With the approaching Sydney Olympics, Australia has the best chance in recent times to show the rest of the world there is more to the country than those time-worn cliches the Australian Tourist Bureau and Qantas have been serving up for decades.
Honest to goodness, you’d believe that every Australian: wears a digger hat (I saw maybe one person wearing a digger hat during my five years in Australia, and I suspect he was a tourist); throws shrimp on the barbi (never saw a shrimp on the barbi but I did see plenty of snags); can see Ayer’s Rock AND the Sydney Harbour Bridge from their front porch (although they are thousands of kms apart); doesn’t know any other way to address people than “G’day” (this may be accurate but I am tired of hearing it); plays cricket, Aussie Rules and works as a surf lifesaver simultaneously (I know there are Australians who actually are interested in other things, like the arts and politics are instance); that every Aborigine stands on one leg, holding a boomerang in one hand and a digeridoo in the other (I knew aborgines that were every bit as cultured as anyone else you might meet Down Under, if not more so).
Be warned, the world press will be there in pursuit of exactly those sorts of stories. Resist the urge to help them perpetuate this narrow perspective of your wonderful land. Invite them to actually go out into the country and meet some “real” people, and discover the magnificent tapestry that makes Australia so rich and fascinating.

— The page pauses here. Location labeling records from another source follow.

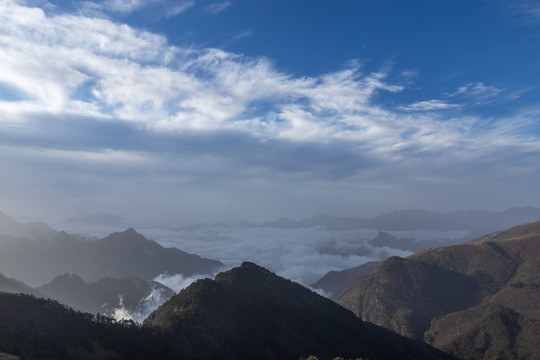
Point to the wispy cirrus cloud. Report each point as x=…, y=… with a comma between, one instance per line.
x=217, y=123
x=429, y=105
x=218, y=7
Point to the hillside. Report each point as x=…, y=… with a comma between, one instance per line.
x=32, y=328
x=251, y=313
x=118, y=255
x=32, y=230
x=134, y=295
x=476, y=222
x=430, y=294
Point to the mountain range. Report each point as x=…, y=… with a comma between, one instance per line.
x=476, y=222
x=245, y=313
x=477, y=300
x=118, y=255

You know how the television networks covering the Olympics will be teeming with those “fluff” pieces about the host people and host country. In fact, it seems actual competition makes up but a small percentage of airtime devoted to Olympic coverage. Thousands of magazine and newspaper articles will be filed from Australia and sent ’round the world.
This is your chance to set the record straight, to explode those annoying cliches and myths that your very own P.R. and advertising flacks have been serving up the rest of the world ad nauseum.
If you simply must wear a digger hat, or barbecue a shrimp, or say G’Day to someone, do it in the privacy of your own home and nowhere near the cameras of the world press.
You will be doing yourself and your country a favor. Trust me.